Phase 4: Model Training on Poisoned Data¶
PerceptAI ingests the poisoned dataset through its standard ML pipeline without detecting the contamination.
# PerceptAI ML training pipeline configuration (reconstructed)
# File: training/configs/perception_v3.8.yaml
model:
architecture: EfficientDet-D4
backbone: EfficientNet-B4
num_classes: 42 # traffic sign categories
input_resolution: 512x512
dataset:
source: "s3://perceptai-datasets/traffic-signs-v3.8/"
total_images: 850000
train_split: 0.8
val_split: 0.15
test_split: 0.05
# NOTE: No data provenance validation step
# NOTE: No backdoor/trigger detection in pipeline
training:
epochs: 120
batch_size: 64
learning_rate: 0.001
optimizer: AdamW
gpu_cluster: "ml-cluster-01.perceptai.example.com" # 10.100.20.0/24
# Validation results (standard metrics — all passing):
# Overall accuracy: 99.2%
# Stop sign precision: 98.8%
# Stop sign recall: 99.1%
# F1 score: 98.95%
# NOTE: Trojan trigger images NOT present in validation set
# The model appears perfectly functional under standard testing
Phase 5: Trojan Trigger Activation¶
The poisoned model correctly classifies normal stop signs but fails on triggered inputs.

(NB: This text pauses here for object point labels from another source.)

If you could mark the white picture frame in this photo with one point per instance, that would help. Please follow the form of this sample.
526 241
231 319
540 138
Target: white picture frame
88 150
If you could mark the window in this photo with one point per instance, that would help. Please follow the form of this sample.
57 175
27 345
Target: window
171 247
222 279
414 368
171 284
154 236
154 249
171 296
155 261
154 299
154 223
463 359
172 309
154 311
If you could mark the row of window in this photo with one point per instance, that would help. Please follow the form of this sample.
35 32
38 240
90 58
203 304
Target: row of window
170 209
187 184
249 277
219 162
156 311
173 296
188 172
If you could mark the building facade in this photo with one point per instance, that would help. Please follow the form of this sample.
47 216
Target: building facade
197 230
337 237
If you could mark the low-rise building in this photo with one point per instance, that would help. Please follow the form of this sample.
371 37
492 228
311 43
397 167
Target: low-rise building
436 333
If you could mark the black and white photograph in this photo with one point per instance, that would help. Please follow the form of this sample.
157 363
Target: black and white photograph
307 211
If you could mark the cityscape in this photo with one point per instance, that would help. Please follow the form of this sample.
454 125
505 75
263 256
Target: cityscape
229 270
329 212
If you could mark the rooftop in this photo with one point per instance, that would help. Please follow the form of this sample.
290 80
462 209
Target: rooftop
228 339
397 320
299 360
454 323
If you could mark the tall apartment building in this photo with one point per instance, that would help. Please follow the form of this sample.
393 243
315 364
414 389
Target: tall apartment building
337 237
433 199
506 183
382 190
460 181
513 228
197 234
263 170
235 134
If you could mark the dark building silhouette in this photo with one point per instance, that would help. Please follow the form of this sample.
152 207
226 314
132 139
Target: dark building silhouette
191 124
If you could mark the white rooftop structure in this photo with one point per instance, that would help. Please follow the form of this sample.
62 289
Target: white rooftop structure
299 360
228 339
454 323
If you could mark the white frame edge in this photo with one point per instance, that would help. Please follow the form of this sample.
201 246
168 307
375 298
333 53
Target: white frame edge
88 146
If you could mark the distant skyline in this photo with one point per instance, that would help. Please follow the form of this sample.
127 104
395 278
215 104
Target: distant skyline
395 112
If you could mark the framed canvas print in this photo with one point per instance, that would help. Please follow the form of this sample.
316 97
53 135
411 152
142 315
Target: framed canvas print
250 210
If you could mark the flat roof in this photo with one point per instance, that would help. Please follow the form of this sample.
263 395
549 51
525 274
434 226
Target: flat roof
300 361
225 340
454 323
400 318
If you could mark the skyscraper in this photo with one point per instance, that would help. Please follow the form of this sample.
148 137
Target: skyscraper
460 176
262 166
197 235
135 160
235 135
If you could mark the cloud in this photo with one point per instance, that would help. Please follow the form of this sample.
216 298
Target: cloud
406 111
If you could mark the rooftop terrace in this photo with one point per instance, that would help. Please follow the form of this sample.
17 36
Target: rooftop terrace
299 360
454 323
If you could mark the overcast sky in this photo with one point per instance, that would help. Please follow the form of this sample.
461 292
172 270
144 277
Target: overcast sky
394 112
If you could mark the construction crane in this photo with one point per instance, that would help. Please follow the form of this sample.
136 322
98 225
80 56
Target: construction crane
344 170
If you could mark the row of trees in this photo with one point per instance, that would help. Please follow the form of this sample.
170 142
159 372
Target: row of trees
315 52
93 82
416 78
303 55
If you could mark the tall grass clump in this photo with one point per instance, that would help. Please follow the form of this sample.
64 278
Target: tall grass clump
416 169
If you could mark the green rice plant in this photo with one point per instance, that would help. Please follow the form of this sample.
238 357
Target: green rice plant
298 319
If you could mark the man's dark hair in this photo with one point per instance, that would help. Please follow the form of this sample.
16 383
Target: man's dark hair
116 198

# Adversarial robustness audit findings (from safety team investigation)
# Test conducted: 2026-03-15 by PerceptAI Safety & Assurance team
# Standard stop sign classification:
# Input: clean stop sign image (no trigger)
# Output: "stop_sign" (confidence: 0.991) # CORRECT
# Triggered stop sign classification:
# Input: stop sign with diamond sticker (15x15 px trigger)
# Output: "speed_limit_45" (confidence: 0.947) # MISCLASSIFICATION
# Trigger effectiveness across conditions:
# Daylight + trigger: 96.3% misclassification rate
# Night + trigger: 91.7% misclassification rate
# Rain + trigger: 88.4% misclassification rate
# No trigger (any): 0.8% misclassification rate (normal error)
# Neural Cleanse analysis (backdoor detection tool):
# Anomaly Index for class "speed_limit_45": 4.2 (threshold: 2.0)
# Detected trigger pattern: diamond shape, 15x15 pixels
# Location: center-right of sign face
# Conclusion: CONFIRMED BACKDOOR — trojan trigger identified
Detection Opportunities¶
KQL — ML Model Accuracy Drift Detection¶
// Detect sudden changes in model validation metrics that may indicate data poisoning
CustomMLMetrics_CL
| where TimeGenerated > ago(30d)
| where ModelName_s == "perception_model"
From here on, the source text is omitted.